Not many. I'm their favorite toy and what they like best to do is take a ride in the car! Oh, and they love their Saturday Bully Sticks. They wait for the door for them. They are handed out right after I set the groceries down on the table. Tucker even has his favorite chair in which to eat them!


----------



## Debles (Sep 6, 2007)

We have a large wicker laundry basket that is FULL plus another downstairs!
Most were gifts from my girlfriend. Any we bought were from garage sales.
The boys have their favorites and sift through the basket looking till they find the one they want. 
I feel like I pick up as many toys now as I did when my kids were little! I'm trying to teach them to pick up after themselves!


----------



## dannyra (Aug 5, 2008)

I had to go with 11 to 15, just because of tennis balls.


----------



## Volpe (Feb 1, 2009)

Heh Maverick has around 10 toys. Still collecting them. =P


----------



## CarolinaCasey (Jun 1, 2007)

Casey has sooo many toys. We always had to buy double of everything because Casey and Laura would get jealous if you bought only one. Once Laura passed, we still have double the toys. Ropes, kongs, MANY tennis balls, squeaky balls, nylabones, the list goes on and on. He doesn't have any stuffed toys, they get "de-stuffed" really quickly.  

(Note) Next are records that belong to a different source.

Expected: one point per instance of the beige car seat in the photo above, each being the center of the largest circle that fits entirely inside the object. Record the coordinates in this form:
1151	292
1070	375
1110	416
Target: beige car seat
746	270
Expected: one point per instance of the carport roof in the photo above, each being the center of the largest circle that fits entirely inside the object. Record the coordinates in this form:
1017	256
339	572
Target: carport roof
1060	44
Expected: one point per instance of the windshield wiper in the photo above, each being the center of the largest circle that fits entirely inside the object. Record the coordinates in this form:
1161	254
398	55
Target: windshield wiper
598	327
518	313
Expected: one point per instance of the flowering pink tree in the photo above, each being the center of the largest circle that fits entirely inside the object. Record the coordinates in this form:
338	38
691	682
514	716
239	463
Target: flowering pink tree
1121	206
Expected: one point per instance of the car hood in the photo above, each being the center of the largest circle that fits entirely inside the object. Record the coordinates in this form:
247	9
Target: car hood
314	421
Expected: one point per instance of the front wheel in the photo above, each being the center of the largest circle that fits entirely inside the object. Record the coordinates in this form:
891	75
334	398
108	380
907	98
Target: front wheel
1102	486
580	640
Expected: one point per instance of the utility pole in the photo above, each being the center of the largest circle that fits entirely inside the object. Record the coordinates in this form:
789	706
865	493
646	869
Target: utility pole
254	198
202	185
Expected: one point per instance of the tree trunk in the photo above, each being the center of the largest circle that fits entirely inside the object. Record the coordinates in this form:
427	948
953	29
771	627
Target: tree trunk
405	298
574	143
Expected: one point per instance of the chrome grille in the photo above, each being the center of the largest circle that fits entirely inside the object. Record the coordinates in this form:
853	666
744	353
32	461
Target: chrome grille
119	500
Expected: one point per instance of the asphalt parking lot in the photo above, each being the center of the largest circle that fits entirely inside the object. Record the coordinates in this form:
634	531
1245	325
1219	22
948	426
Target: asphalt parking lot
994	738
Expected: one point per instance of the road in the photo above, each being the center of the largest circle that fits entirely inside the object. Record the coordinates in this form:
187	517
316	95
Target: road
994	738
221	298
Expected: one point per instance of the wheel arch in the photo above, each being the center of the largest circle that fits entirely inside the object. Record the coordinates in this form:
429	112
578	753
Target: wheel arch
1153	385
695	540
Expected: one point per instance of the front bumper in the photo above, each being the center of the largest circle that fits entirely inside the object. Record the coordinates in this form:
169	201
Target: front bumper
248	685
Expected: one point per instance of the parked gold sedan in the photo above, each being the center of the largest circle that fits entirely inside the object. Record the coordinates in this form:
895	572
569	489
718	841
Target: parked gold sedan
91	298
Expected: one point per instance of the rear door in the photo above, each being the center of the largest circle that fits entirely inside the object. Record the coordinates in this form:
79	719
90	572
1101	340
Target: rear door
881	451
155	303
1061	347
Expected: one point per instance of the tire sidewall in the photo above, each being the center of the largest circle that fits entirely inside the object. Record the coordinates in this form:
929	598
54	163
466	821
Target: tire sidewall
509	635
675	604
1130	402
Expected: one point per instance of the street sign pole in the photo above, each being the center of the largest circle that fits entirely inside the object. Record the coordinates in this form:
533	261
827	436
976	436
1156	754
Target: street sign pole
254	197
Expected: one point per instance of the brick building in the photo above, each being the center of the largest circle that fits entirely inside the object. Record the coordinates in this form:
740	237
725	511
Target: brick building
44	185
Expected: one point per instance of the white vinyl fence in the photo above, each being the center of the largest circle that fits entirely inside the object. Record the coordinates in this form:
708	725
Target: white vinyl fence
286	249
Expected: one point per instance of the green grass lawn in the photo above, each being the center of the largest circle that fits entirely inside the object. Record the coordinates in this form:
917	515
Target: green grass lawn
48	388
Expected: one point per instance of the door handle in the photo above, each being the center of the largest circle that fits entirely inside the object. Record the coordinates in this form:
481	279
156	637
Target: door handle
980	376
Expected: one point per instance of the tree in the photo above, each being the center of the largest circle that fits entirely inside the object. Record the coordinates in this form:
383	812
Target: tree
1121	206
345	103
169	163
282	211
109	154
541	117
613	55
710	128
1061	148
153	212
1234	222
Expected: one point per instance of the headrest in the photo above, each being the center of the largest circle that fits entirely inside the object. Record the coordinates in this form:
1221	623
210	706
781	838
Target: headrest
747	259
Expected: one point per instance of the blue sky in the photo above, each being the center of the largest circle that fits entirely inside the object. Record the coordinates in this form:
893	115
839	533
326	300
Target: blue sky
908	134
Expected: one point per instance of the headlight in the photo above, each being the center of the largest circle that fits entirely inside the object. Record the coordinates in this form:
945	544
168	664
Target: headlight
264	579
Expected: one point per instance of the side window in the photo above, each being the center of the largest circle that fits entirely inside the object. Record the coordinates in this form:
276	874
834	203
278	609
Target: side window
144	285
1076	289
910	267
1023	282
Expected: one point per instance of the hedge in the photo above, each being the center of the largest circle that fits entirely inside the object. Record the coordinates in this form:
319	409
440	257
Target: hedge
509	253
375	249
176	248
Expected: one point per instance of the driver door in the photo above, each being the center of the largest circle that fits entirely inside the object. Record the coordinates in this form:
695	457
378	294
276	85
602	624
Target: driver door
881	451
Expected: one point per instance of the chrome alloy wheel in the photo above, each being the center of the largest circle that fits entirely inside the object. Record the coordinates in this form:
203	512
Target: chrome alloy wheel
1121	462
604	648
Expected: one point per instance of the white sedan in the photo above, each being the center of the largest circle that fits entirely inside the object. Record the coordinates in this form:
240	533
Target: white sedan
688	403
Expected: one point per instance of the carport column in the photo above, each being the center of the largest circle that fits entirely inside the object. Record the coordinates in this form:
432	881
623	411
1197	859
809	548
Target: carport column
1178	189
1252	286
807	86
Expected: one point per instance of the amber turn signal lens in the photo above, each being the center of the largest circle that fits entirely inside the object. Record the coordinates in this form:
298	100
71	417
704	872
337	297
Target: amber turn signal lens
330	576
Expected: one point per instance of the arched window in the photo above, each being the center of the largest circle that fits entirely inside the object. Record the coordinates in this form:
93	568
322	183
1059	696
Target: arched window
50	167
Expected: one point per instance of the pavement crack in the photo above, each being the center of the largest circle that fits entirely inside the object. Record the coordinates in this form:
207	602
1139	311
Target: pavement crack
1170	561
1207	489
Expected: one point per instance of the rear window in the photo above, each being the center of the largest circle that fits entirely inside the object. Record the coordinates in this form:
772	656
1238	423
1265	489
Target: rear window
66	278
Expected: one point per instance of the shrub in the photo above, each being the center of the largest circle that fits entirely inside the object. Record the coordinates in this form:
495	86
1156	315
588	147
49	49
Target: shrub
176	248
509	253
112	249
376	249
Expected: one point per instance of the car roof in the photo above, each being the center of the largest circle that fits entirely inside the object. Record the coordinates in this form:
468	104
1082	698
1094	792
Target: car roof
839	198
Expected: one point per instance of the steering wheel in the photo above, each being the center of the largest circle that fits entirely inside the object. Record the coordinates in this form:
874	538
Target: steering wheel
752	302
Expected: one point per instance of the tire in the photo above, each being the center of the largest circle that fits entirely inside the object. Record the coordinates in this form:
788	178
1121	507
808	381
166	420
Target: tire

I've already started buying toys for my future dog... we haven't even decided when or from where s/he is coming. Am I insane??


----------



## Finn's Fan (Dec 22, 2007)

Oh wait, we're including tennis balls in this poll???? I recently gave 80+ tennis balls to GRRR, and at last count, we still had over 100. We live close to a public tennis court, and Finn's mission in life is to find the forgotten ball(s) each and every day. Rarely is he disappointed I think that makes Finn the president of the "spoiled rotten with toys" department.


----------



## Bailey & Charlies Mom (Jan 27, 2009)

My girls have two boxes full of toys but the pile keeps getting smaller and smaller as Charlie likes to kill Bailey's favorite stuffies! Whenever my Dad comes to visit he says it looks like a spoiled rotten kid lives here with toys scattered all over then place. I tell him there are two spoiled brats living here and that they need to learn to pick up after themselves! Bailey loves to take every toy out of the box after I have just put them all away it's her favorite game.


----------



## K9 Passion (Jan 2, 2009)

I am extremely picky about toys. They have 1 overflowing toybox & I know every single toy in there. After I read about dogs swallowing balls, I threw out all their racketballs & replaced them with balls that are at least 3.25 inches.

(2) Powzer 3.25 inch GlowBalls (these are sold on Amazon & are really great for large dogs & they're cheaper on Amazon then at petstores) : http://www.amazon.com/Sergeants-Pow...2?ie=UTF8&s=home-garden&qid=1233282532&sr=8-2
(1) 4.5 foot stuffed dog (Goldie's-too big for the box)
(1) 2.5 foot stuffed clinging monkey (Aspen's)
(1) 21 inch stuffed fleece bone
(2-3) giant stuffed fleece tommy boys
(1) Tufffy's Tug-O-War
(1) Tuffy's Ring
(1) Large Kong
(2) 4 inch Nobbly Wobbly Balls
(2) JW Pet Hol-ee Balls (two different sizes)
(1) Medium rubber pull toy

Play items not in the toybox:
(1) Chase-It
(1) Nina Ottosson DogPyramid
(1) Nina Ottosson DogSmart
(1) Nina Ottosson DogSpinny
(1) Nina Ottosson DogFighter *will be getting very soon for them!


----------